Securities lending involves a lender (pension funds, investment managers) that provides capital (securities) to a borrower (hedge funds, broker-dealers) in exchange for collateral. The borrower is required to return the identical securities to the lender at a specified date in the future, in addition to interest or other premium. For lenders, the process is a means to generate additional revenue on assets that otherwise would be sitting idle. Borrowers do this to cover transaction failures or for shorting purposes. Custodian banks, such as the Bank of New York and JPMorgan Chase, often serve as intermediaries within the process, enabling their pension fund clients to offer their assets as loans.
For pension funds and dealers, the growth in the market has been a boon, as the funds are able to generate additional revenues off their assets and the dealers are able to secure lower-cost loans. But as the market has grown at a faster pace than the technology that serves it -- most transactions still are initiated by fax and phone calls -- lenders are becoming more and more concerned with controlling the risks associated with lack of liquidity, poor credit, default by the counterparty and migration of credit ratings, among other risks.

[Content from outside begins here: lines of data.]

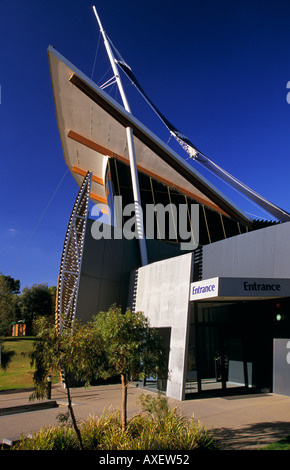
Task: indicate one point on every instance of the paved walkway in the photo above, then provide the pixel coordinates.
(244, 422)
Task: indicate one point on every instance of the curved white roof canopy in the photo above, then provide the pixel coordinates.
(92, 128)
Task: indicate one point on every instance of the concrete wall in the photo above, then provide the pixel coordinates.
(106, 268)
(162, 293)
(262, 253)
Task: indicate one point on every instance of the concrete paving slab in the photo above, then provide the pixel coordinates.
(242, 422)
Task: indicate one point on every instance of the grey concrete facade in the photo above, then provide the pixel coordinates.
(262, 253)
(163, 295)
(111, 273)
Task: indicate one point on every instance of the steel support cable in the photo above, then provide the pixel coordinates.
(39, 220)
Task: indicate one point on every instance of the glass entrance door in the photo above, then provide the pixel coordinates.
(219, 347)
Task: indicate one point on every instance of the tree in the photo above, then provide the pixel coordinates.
(133, 349)
(8, 303)
(78, 352)
(36, 301)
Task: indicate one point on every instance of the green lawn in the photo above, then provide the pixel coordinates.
(15, 369)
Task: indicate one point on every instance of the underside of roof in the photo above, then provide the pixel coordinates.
(92, 129)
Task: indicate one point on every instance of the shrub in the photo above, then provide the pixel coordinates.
(156, 427)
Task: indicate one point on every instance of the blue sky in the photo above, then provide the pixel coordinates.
(217, 70)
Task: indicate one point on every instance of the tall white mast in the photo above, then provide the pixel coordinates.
(131, 148)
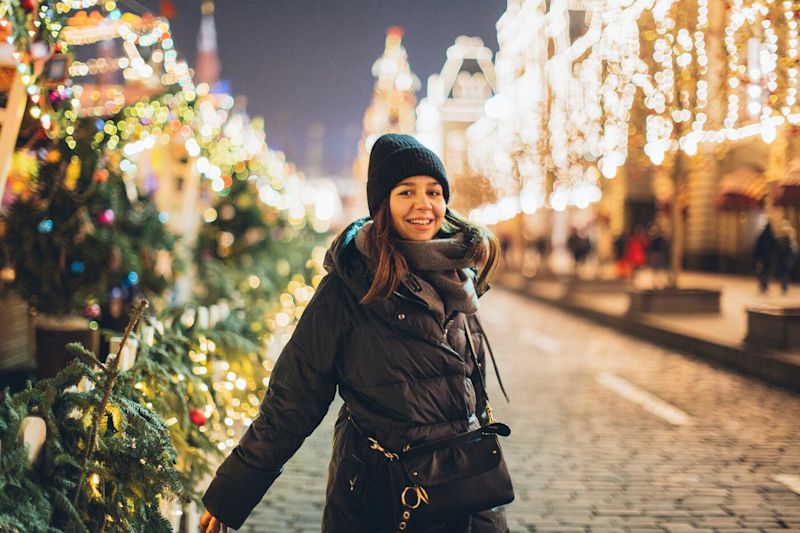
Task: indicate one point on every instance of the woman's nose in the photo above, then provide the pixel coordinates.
(422, 201)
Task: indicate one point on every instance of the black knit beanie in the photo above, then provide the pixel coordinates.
(393, 158)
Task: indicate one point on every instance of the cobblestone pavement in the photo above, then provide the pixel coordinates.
(586, 459)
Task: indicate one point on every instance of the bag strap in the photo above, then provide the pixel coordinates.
(474, 354)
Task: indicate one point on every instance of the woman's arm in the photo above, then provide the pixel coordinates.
(301, 388)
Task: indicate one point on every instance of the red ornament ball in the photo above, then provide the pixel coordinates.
(106, 217)
(197, 417)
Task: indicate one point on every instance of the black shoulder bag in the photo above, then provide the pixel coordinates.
(452, 477)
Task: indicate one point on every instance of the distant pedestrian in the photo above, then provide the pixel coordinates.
(578, 247)
(764, 255)
(786, 251)
(636, 250)
(393, 327)
(658, 256)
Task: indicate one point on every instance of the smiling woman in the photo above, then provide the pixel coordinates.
(390, 328)
(417, 207)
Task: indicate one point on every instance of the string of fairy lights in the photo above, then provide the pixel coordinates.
(654, 48)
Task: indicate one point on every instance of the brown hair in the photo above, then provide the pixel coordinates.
(391, 267)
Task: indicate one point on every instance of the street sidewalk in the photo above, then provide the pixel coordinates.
(718, 337)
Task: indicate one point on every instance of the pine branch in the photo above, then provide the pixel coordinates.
(112, 372)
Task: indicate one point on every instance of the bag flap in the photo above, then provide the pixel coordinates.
(463, 459)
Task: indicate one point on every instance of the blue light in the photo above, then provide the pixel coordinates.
(46, 226)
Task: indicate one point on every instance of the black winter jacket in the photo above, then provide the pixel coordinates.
(403, 371)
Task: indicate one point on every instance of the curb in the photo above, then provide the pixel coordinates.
(773, 367)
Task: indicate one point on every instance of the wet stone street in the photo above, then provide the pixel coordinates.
(609, 434)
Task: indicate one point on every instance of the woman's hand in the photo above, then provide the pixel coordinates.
(209, 524)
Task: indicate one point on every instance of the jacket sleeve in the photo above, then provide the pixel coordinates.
(301, 388)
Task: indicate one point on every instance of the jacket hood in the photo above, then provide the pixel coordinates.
(344, 259)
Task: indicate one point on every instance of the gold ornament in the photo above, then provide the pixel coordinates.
(73, 173)
(7, 274)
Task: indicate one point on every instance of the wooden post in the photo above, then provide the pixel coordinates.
(677, 221)
(10, 120)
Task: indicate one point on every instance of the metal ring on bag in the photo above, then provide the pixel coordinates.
(422, 497)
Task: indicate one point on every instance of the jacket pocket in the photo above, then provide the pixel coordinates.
(369, 487)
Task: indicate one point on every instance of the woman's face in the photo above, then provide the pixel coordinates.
(417, 208)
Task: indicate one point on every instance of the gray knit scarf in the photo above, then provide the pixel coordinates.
(441, 263)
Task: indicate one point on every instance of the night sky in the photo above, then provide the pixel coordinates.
(300, 61)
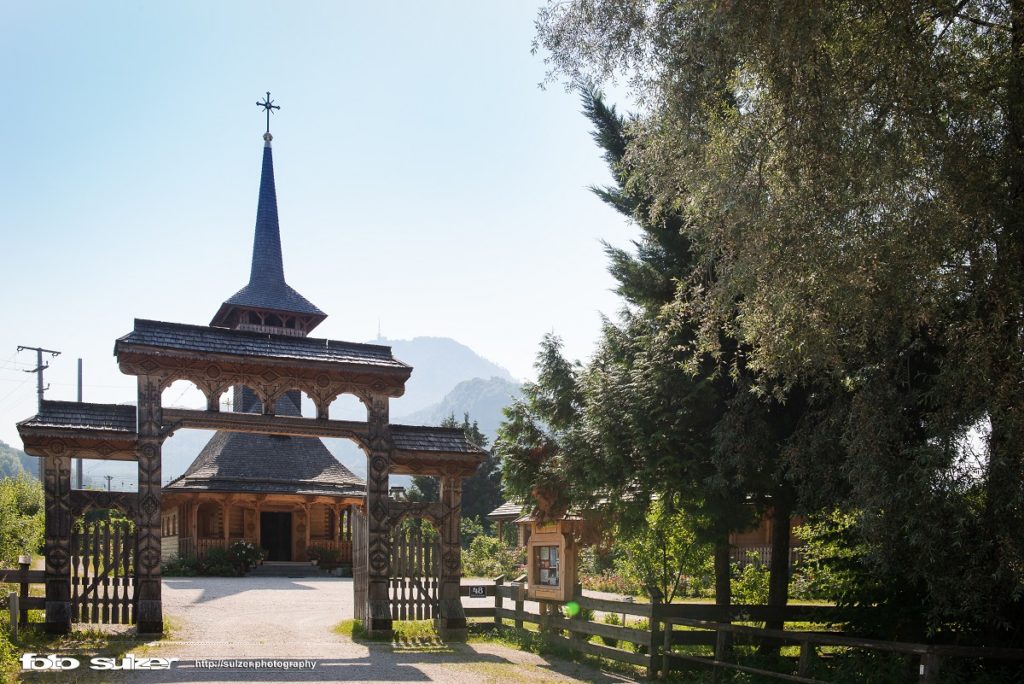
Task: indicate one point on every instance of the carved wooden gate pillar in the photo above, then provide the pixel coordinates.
(148, 610)
(379, 529)
(56, 482)
(453, 617)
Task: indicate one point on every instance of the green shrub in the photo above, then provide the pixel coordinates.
(244, 555)
(186, 566)
(20, 518)
(612, 582)
(489, 556)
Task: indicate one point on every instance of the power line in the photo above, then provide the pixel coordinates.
(40, 367)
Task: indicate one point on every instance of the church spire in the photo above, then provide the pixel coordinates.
(267, 303)
(267, 263)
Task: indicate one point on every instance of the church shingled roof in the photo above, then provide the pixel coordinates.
(242, 462)
(247, 343)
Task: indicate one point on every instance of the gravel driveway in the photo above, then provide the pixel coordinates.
(282, 617)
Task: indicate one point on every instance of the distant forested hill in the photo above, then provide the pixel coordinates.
(482, 399)
(13, 461)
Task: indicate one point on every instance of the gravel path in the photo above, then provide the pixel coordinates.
(281, 617)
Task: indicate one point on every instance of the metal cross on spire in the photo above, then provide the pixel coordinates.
(267, 105)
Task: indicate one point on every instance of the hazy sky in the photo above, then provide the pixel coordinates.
(424, 179)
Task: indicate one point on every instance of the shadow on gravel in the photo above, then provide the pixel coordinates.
(381, 665)
(233, 586)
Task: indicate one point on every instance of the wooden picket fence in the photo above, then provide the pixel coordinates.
(359, 563)
(19, 602)
(102, 587)
(415, 574)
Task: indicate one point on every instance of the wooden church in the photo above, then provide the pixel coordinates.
(283, 494)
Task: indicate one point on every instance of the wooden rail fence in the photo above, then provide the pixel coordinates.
(704, 625)
(19, 603)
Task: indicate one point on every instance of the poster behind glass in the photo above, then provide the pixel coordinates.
(547, 565)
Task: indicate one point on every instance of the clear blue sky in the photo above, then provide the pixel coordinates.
(423, 177)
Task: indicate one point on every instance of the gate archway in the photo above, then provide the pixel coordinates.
(214, 359)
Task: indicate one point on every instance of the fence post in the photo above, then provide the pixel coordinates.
(666, 647)
(807, 653)
(499, 581)
(520, 593)
(721, 648)
(24, 562)
(654, 641)
(930, 665)
(12, 606)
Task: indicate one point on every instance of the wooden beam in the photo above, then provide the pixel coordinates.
(175, 419)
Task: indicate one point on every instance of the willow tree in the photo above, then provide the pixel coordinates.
(852, 174)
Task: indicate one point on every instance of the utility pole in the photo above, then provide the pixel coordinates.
(40, 367)
(78, 462)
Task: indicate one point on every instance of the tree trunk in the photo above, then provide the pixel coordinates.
(723, 585)
(778, 579)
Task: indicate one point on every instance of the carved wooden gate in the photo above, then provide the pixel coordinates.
(359, 549)
(102, 565)
(415, 573)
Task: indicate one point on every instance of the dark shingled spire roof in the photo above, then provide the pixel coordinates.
(267, 289)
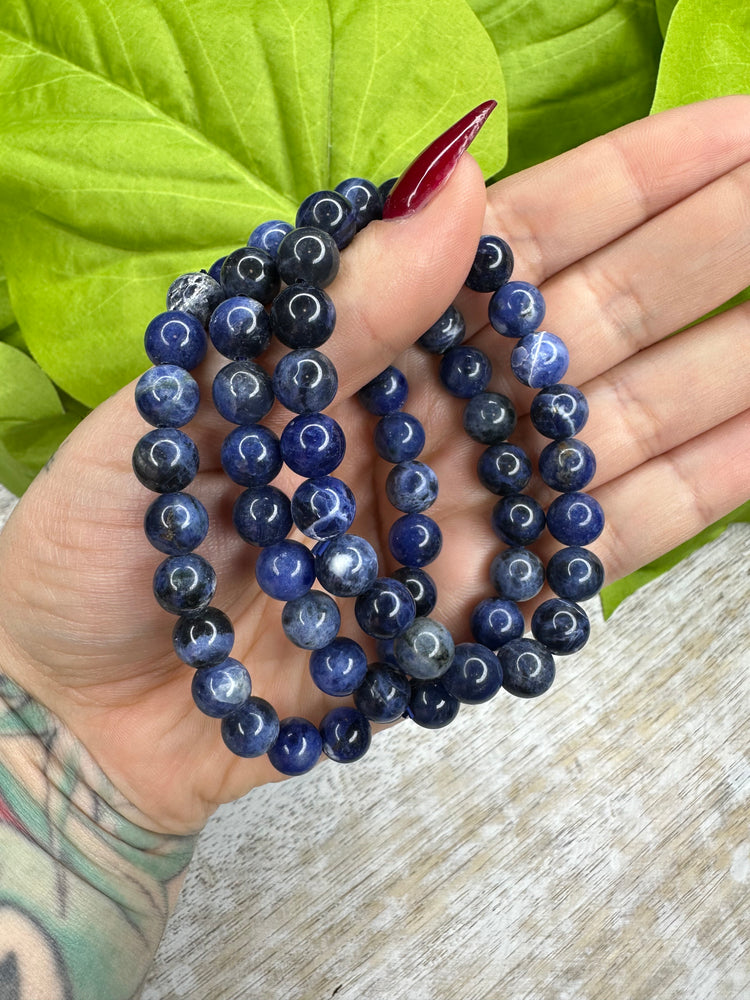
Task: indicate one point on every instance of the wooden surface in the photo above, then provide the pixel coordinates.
(589, 845)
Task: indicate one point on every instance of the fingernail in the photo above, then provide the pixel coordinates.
(425, 175)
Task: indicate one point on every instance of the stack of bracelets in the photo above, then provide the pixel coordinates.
(420, 674)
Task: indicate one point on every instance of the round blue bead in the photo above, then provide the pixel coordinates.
(503, 469)
(297, 748)
(465, 371)
(262, 516)
(567, 465)
(251, 455)
(184, 584)
(385, 609)
(323, 507)
(528, 668)
(399, 437)
(313, 444)
(242, 392)
(305, 381)
(167, 396)
(240, 328)
(475, 675)
(517, 574)
(386, 393)
(339, 668)
(203, 639)
(384, 694)
(539, 359)
(411, 487)
(431, 706)
(346, 735)
(415, 540)
(252, 729)
(575, 573)
(285, 570)
(559, 410)
(495, 622)
(575, 519)
(176, 338)
(175, 523)
(516, 308)
(445, 333)
(165, 460)
(221, 689)
(346, 566)
(517, 519)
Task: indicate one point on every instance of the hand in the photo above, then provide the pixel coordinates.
(631, 237)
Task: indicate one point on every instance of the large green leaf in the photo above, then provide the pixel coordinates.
(573, 69)
(143, 138)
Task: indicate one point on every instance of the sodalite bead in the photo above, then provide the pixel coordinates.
(528, 668)
(285, 570)
(312, 620)
(240, 328)
(517, 519)
(567, 465)
(575, 519)
(338, 668)
(517, 574)
(504, 469)
(559, 410)
(562, 626)
(492, 267)
(176, 338)
(539, 359)
(424, 649)
(313, 444)
(251, 456)
(203, 639)
(346, 565)
(411, 487)
(495, 622)
(305, 381)
(242, 392)
(517, 308)
(445, 333)
(575, 573)
(415, 540)
(386, 393)
(346, 735)
(184, 584)
(475, 674)
(252, 272)
(385, 609)
(219, 690)
(384, 693)
(167, 396)
(465, 371)
(165, 460)
(399, 437)
(323, 507)
(252, 729)
(489, 418)
(176, 523)
(297, 748)
(430, 705)
(303, 316)
(262, 516)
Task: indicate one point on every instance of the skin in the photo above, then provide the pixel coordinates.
(630, 237)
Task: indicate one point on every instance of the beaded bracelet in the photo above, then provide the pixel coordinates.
(420, 673)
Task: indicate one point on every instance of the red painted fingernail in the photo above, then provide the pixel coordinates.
(425, 175)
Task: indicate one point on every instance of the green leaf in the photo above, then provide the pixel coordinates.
(145, 138)
(573, 69)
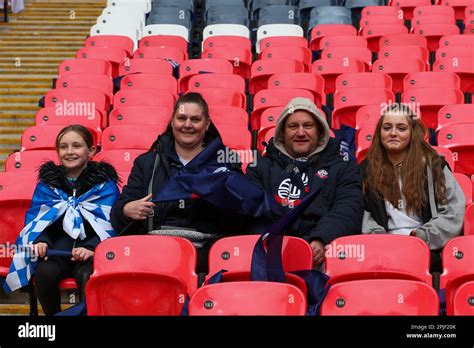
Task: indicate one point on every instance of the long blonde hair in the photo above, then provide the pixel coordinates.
(382, 177)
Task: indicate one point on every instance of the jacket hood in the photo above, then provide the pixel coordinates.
(307, 105)
(95, 173)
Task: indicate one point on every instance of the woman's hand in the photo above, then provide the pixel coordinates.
(139, 209)
(81, 254)
(40, 249)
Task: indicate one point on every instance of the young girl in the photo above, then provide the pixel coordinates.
(70, 211)
(408, 188)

But while automation and technology solutions can help mitigate securities lending risks, they also can provide a false sense of security, according to Brad Bailey, senior analyst, Aite Group. "Technology can be a double-edged sword," he says. "While it allows greater efficiency and more-accurate representation of risks through sophisticated models, players might be inclined to run their operations with insufficient excess capital should there be any type of problem."
Even the most-advanced technology cannot completely remove all of the risks in the securities lending market -- especially if a counterparty within the lending process defaults on a loan, Bailey stresses. "If we were in a situation where a major counterparty failed, it would be very scary and part of a very large systemic failure within the securities industry," he says. "This is very complicated stuff. The dynamics in the way that people are paid and the myriad number of risks that people need to be aware of are astounding."